The article lays out some research aiming at finding answers to that question. I have two reactions:

  1. The relatively small amount of available data, and its relatively poor quality in most respects, is a big problem. It's like trying to analyze a language based on a sample of a few hundred sentences. Clinical research is several decades behind the Big Data curve, partly due to valid concerns for privacy and confidentiality, but also simply for cultural reasons, especially researchers' possessive attitude about "their" data. Finding ways to solve this problem is a key issue — maybe THE key issue.
  2. The dimensions resulting from PCA or t-SNE (or any other dimensionality-reduction method applied to a collection of multi-dimensional observations) may be interesting and even useful, but it's a serious mistake to believe too quickly that they're real. This is a trap that IQ researchers fell into many years ago, and we're still paying the price.



  1. MattF said,

    May 12, 2020 @ 9:49 am

    Both 'dimensional' and 'boxing' methods will have underlying models, and these models have to make sense. If your dimensions turn out to be 'horse', 'bunny', and 'socket wrench'… what have you learned?

  2. Gregoire said,

    May 12, 2020 @ 10:39 am

    The idea that mental illnesses are just extremities in personality or behavior is neither novel or promising. The whole field understands that mental illness is not something that fits into neat categories, but I really fail to see how a patient with symptoms like "suffers auditory hallucinations", "is tortured by intrusive thoughts", or "has violent mood swings" is going to be better served by a personalized spider chart. And I have to balk at "phenotypically diverse", we're not talking about mushrooms with different shaped caps, we're talking about illnesses that have serious and often life-threatening impacts.

  3. Stephen J said,

    May 12, 2020 @ 7:47 pm

    I see they did not consider the idea that having fallen into the hands of the profession, you will receive more and more labels simply because they scrutinise you more and more. The likelihood of having more than one "disorder" may be a consequence of the profession's approach to diagnosis and not reflective of any underlying reality.

  4. Jon said,

    May 12, 2020 @ 9:43 pm

    I recall an attempt more than 20 years ago to treat all diseases this way. The idea was that each symptom was a vector in multi-dimensional space. You would add all of a patient's vectors, which would take you to a location in multi-dimensional space. Each disease would appear as a cloud in this space. Calculating the distance from the patient's location to the centre of each cloud would indicate which disease the patient was most likely to be suffering from.
    It did not carry any implication that different diseases had any connection between them.
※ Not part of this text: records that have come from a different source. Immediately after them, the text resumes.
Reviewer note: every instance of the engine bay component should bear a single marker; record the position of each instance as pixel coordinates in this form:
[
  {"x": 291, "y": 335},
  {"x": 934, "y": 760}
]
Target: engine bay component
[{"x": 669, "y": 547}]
I don't know what happened to this idea.

  5. bks said,

    May 13, 2020 @ 7:35 am

    As if creating a taxonomy of mushrooms is straightforward!
    "Species and Speciation in Mushrooms: Development of a species concept poses difficulties"
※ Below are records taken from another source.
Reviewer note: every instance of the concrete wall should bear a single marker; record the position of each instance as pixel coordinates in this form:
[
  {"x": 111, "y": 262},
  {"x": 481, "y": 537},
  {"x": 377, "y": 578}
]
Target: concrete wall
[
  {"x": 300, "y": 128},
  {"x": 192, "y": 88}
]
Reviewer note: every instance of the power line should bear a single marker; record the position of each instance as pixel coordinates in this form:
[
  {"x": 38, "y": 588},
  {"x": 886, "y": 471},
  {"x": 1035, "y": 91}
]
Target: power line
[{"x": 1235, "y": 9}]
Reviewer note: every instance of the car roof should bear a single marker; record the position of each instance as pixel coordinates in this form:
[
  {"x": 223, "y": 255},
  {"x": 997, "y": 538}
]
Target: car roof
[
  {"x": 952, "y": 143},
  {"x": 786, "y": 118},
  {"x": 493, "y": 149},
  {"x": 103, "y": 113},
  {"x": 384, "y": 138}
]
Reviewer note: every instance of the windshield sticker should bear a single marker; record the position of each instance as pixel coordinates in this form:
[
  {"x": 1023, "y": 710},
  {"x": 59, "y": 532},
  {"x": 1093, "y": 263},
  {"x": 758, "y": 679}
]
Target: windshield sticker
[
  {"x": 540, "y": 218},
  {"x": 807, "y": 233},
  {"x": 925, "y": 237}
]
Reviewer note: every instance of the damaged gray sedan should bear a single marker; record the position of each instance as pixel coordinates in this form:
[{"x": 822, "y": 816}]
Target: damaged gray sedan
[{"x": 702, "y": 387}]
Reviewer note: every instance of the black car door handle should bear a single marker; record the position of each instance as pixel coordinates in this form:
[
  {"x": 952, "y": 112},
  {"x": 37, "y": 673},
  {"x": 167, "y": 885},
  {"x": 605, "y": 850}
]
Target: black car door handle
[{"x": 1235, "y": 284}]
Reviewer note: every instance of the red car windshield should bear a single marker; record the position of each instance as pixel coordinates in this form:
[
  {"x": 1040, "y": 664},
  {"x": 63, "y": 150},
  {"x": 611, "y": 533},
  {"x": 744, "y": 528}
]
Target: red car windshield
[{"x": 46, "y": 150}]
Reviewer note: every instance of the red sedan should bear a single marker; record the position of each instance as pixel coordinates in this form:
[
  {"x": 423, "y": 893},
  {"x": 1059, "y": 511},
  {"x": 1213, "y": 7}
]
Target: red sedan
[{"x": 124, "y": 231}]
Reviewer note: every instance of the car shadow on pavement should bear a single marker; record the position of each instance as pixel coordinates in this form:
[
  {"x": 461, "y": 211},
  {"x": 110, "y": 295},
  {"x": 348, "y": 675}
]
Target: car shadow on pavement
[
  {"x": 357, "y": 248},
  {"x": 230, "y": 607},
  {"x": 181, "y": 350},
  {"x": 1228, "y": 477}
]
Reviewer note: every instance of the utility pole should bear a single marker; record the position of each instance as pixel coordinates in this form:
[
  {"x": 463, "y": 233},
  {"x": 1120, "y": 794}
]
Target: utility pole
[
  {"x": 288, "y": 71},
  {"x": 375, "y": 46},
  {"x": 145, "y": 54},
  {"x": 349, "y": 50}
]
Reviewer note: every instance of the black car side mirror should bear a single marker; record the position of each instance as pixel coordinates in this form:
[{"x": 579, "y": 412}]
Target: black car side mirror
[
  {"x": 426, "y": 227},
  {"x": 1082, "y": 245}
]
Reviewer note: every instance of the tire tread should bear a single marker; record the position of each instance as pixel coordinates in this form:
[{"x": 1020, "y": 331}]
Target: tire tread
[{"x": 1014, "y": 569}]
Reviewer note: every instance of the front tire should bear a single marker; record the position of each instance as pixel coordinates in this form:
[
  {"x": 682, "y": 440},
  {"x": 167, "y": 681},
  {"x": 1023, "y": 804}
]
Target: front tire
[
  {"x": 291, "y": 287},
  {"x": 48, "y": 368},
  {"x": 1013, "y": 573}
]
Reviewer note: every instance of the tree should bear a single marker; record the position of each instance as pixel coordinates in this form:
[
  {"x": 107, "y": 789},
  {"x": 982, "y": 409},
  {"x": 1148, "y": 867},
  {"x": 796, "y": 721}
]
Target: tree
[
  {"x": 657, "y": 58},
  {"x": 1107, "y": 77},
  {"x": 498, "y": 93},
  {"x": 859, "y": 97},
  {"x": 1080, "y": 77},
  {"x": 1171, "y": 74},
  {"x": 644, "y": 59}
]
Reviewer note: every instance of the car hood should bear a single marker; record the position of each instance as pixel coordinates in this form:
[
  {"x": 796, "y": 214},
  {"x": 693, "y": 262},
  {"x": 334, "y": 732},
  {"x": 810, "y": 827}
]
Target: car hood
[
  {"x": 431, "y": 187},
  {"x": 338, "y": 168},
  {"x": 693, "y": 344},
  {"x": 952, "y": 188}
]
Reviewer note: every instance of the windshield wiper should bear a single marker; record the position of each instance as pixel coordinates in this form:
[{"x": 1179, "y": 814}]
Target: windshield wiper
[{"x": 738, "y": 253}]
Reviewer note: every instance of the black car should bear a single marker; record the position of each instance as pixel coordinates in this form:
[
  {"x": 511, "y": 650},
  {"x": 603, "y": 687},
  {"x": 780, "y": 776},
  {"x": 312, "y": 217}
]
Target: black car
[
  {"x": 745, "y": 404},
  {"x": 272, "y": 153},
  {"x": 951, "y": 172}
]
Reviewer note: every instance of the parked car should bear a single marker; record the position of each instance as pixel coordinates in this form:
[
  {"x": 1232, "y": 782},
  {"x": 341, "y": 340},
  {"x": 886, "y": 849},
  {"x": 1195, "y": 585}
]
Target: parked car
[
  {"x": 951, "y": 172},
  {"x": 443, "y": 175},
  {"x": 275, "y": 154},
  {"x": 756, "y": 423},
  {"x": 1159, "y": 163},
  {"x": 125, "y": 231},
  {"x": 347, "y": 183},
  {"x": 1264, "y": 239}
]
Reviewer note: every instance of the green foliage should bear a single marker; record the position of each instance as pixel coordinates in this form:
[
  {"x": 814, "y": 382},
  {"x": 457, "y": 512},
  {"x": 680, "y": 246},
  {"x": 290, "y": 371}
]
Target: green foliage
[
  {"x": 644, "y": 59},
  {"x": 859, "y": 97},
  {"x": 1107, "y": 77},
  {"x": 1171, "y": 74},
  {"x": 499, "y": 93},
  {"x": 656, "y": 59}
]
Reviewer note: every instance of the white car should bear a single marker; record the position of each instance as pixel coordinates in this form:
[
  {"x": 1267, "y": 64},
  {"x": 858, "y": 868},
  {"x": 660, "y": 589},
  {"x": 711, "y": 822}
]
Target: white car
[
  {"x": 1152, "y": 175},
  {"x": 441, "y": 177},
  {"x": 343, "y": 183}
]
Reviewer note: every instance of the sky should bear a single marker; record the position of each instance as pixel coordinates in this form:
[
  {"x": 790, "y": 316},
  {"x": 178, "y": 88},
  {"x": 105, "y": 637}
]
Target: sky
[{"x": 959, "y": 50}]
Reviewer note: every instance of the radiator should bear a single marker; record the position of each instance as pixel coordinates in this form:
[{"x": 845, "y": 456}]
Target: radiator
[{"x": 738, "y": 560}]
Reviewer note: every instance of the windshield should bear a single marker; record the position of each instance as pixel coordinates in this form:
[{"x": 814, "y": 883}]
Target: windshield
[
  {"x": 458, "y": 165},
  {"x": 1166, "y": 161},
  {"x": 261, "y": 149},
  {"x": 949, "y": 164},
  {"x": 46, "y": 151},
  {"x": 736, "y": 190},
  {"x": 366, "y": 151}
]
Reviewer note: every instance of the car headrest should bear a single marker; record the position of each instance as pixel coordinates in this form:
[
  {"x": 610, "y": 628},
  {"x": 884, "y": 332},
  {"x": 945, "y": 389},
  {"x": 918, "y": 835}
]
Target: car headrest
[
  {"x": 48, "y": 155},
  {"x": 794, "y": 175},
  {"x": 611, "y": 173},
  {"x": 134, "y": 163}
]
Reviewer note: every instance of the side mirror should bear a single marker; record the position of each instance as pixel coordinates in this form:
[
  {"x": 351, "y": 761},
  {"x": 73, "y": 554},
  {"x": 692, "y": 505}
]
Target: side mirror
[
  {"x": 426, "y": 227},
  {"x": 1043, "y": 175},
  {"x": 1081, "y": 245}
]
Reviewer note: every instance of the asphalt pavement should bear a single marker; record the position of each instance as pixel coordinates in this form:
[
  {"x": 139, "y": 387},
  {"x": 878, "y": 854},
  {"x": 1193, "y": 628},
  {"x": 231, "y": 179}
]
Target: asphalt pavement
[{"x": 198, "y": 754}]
    In physics, all electrons are identical. In biology every cell is unique.

  6. anonymouse said,

    May 14, 2020 @ 1:38 am

    " cultural reasons". Actually, real "cultural reasons" complicate this issue immensely. It is well known that different biases and "folk understandings" of mental and biological function change how people report their symptoms of mental illness and how much of an impact those symptoms have on daily functioning. It matters whether "intrusive auditory hallucinations" are seen as a message that you're irreversibly broken and need to be shunned or whether it's a sign of potential connection with the divine. These things feed on themselves; it would not surprise me if the perception of whether the symptoms are threatening or welcome influences the severity and tenor of the hallucinations themselves.